The Revealer highlights a growing grassroots movement of mothers, the "Quiverfull," who are having large families in order to build an army for God.
Janet Wolfson is a 44-year-old mother of eight in Canton, Georgia. Tracie Moore, a 39-year-old midwife who lives in southern Kentucky, is mother to fourteen. Wendy Dufkin in Coxsackie has her thirteen. And while Jamie Stoltzfus, a 27-year-old Illinois mom, has only four children so far, she plans on bearing enough to populate "two teams." All four mothers are devoted to a way of life New York Times columnist David Brooks has praised as a new spiritual movement taking hold among exurban and Sunbelt families.
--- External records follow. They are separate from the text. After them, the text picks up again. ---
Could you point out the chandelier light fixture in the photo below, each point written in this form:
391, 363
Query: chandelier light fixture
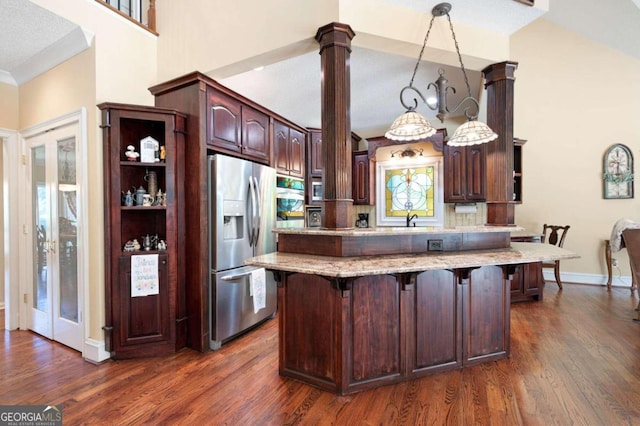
412, 126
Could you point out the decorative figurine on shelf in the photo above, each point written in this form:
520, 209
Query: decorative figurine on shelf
149, 242
131, 153
140, 193
127, 199
158, 200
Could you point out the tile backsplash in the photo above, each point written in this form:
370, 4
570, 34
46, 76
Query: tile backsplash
451, 218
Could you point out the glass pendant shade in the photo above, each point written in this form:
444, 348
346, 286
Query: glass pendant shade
410, 126
473, 132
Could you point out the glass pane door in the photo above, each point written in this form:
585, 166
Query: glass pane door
42, 232
54, 208
67, 218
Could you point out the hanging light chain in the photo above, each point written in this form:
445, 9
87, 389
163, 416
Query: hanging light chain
424, 44
455, 40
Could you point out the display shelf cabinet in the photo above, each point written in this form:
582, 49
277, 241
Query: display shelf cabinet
145, 305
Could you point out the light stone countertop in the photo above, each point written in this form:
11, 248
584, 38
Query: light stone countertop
343, 267
397, 230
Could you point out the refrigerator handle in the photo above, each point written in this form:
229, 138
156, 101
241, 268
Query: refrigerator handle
252, 233
235, 277
257, 211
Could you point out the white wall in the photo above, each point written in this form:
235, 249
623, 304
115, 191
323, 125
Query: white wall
573, 99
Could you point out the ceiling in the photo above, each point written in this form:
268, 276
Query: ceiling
34, 40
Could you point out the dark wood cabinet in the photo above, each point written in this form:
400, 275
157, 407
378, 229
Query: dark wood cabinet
363, 173
196, 95
143, 323
517, 169
527, 282
315, 162
350, 335
236, 128
465, 173
289, 148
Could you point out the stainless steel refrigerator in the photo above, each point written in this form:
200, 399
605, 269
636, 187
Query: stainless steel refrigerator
241, 217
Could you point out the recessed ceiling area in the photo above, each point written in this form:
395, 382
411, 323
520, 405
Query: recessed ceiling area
35, 40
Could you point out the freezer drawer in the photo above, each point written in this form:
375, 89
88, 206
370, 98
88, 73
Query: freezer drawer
232, 309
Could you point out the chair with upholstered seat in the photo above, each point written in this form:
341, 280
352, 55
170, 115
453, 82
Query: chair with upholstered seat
555, 235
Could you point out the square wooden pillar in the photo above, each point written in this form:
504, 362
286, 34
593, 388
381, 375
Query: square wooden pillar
499, 81
335, 49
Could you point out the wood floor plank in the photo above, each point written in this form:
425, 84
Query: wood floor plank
575, 359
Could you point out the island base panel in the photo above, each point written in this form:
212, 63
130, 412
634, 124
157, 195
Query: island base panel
346, 335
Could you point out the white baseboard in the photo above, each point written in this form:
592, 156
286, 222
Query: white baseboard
593, 279
94, 351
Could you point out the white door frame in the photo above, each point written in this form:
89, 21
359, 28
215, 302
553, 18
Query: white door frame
78, 118
12, 199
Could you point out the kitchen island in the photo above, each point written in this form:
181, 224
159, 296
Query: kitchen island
384, 305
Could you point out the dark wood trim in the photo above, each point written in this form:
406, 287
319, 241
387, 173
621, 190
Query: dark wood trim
499, 82
335, 48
Brooks called these parents "natalists" and described their progeny as a new wave of "Red-Diaper Babies"--as in "red state."
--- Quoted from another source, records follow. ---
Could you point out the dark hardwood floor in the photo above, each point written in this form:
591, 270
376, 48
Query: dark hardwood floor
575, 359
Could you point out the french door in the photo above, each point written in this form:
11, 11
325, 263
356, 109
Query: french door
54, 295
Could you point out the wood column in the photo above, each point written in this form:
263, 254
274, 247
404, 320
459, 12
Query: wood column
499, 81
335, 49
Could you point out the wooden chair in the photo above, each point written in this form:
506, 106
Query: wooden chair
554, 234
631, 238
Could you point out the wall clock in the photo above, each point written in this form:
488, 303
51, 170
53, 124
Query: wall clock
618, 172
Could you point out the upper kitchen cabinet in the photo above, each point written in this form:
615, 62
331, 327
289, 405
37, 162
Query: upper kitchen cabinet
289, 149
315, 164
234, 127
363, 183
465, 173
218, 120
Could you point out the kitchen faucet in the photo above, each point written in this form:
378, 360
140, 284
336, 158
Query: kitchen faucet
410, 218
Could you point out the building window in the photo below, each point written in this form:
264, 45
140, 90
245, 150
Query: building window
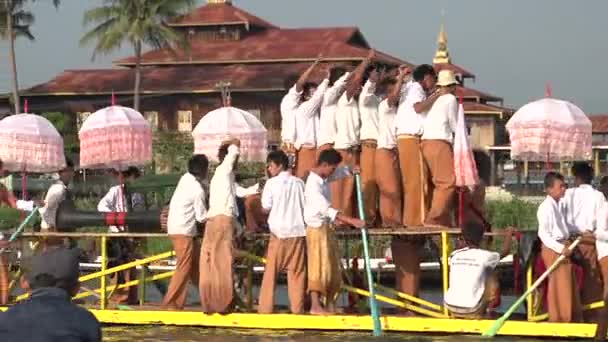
184, 121
81, 117
152, 118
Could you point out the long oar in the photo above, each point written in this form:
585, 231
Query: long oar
501, 321
368, 265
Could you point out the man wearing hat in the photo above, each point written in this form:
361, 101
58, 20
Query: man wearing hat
51, 279
437, 138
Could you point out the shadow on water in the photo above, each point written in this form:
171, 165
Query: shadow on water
187, 334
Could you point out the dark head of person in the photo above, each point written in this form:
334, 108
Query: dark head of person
555, 185
583, 173
308, 90
328, 162
425, 75
198, 166
473, 234
276, 162
335, 73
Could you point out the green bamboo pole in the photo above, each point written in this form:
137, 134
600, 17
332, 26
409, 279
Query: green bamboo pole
368, 265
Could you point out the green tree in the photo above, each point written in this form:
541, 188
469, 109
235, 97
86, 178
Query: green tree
136, 22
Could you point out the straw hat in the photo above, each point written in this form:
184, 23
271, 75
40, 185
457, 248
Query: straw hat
446, 78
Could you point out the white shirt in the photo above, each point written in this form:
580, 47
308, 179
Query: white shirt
327, 120
386, 126
552, 228
348, 123
317, 207
408, 121
440, 121
222, 189
601, 232
307, 118
54, 196
580, 207
368, 107
289, 104
469, 269
187, 207
283, 195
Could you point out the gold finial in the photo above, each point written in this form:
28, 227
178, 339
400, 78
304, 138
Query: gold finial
442, 56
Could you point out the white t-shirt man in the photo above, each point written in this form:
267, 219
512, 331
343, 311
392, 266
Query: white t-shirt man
469, 270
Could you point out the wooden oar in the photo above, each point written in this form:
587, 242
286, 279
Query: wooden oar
368, 265
491, 332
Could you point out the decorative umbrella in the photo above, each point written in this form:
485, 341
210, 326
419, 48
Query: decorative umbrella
30, 143
550, 130
115, 137
465, 168
229, 123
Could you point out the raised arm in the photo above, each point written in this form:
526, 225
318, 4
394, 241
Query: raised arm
395, 95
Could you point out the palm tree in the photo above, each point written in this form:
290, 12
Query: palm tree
136, 22
15, 22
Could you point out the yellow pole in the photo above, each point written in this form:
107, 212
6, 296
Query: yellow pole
444, 266
104, 260
530, 299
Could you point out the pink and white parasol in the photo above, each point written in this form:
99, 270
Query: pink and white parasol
465, 168
30, 143
115, 137
550, 130
230, 122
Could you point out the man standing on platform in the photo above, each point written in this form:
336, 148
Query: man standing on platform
348, 126
289, 104
186, 211
283, 199
581, 205
307, 123
437, 138
216, 284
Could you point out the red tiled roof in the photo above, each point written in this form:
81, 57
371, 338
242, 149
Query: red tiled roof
474, 107
217, 14
599, 123
193, 78
469, 92
458, 70
271, 45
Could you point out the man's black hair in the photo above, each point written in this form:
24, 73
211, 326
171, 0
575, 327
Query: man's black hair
329, 156
335, 74
279, 158
473, 233
551, 178
198, 165
421, 71
583, 172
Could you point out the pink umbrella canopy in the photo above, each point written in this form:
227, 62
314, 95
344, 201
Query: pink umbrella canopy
226, 123
30, 143
550, 130
115, 137
465, 168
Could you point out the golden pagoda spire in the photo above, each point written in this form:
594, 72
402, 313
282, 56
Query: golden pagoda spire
442, 56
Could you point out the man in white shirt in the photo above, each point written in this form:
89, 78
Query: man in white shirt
338, 78
581, 205
217, 255
283, 199
323, 253
348, 125
307, 123
473, 283
386, 160
563, 301
289, 104
187, 211
439, 127
410, 119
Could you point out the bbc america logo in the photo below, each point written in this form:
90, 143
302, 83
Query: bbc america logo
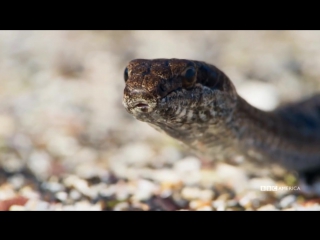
279, 188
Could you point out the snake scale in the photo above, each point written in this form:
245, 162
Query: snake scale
197, 104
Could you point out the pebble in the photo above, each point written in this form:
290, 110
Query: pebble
62, 196
144, 190
267, 207
287, 201
17, 208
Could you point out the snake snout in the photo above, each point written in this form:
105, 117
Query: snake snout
139, 101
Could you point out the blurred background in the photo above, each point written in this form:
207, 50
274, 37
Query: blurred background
67, 143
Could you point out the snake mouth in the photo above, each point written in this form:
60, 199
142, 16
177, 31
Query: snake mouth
142, 107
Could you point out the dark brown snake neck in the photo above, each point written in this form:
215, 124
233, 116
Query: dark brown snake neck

But Wolfson, Moore and thousands of mothers like them call themselves and their belief system "Quiverfull." They borrow their name from Psalm 127: "Like arrows in the hands of a warrior are sons born in one's youth. Blessed is the man whose quiver is full of them. They will not be put to shame when they contend with their enemies in the gate." Quiverfull mothers think of their children as no mere movement but as an army they're building for God.
Quiverfull parents try to have upwards of six children. They home-school their families, attend fundamentalist churches and follow biblical guidelines of male headship - "Father knows best" - and female submissiveness. They refuse any attempt to regulate pregnancy. Quiverfull began with the publication of Rick and Jan Hess's 1989 book, A Full Quiver: Family Planning and the Lordship of Christ, which argues that God, as the "Great Physician" and sole "Birth Controller," opens and closes the womb on a case-by-case basis. Women's attempts to control their own bodies--the Lord's temple--are a seizure of divine power.
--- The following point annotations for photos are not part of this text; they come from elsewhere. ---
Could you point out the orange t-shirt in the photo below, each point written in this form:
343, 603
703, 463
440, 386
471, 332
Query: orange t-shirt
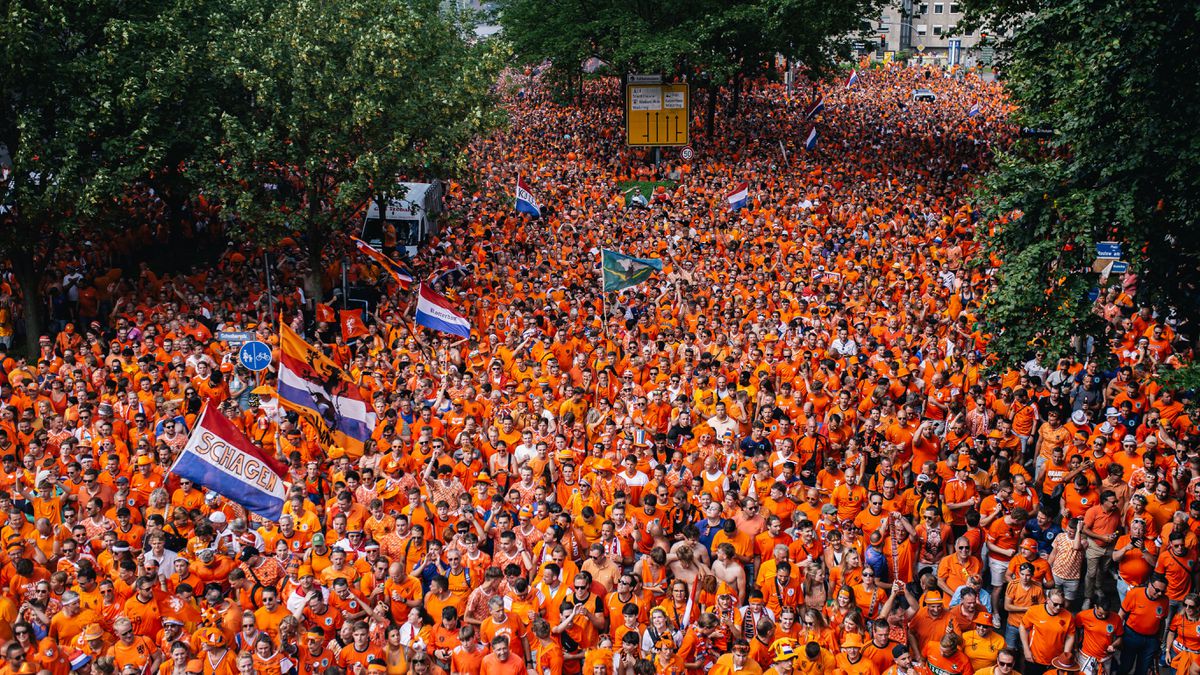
1143, 614
1048, 634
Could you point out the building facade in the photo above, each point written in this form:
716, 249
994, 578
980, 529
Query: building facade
928, 31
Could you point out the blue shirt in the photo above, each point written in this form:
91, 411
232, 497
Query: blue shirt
984, 597
1043, 537
708, 532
The movement is unabashedly political (one woman spoke of raising a large family as a "political act" and a step in winning the culture war "demographically") and a reaction against what these mothers see as the failings of secular feminism. Quiverfull families seem to be in lower income brackets or struggle financially, yet they wholly trust that God will provide for the material needs of their many children. And the recurrent military metaphors of raising children to be an army for God are strangely juxtaposed with the motherly submissiveness its adherents embrace - Quiverfull seemingly gives these women a sense of purpose and a role of strength and leadership in a patriarchal subculture. Quiverfull also raises provocative questions about how we think of children and why God gives them to us.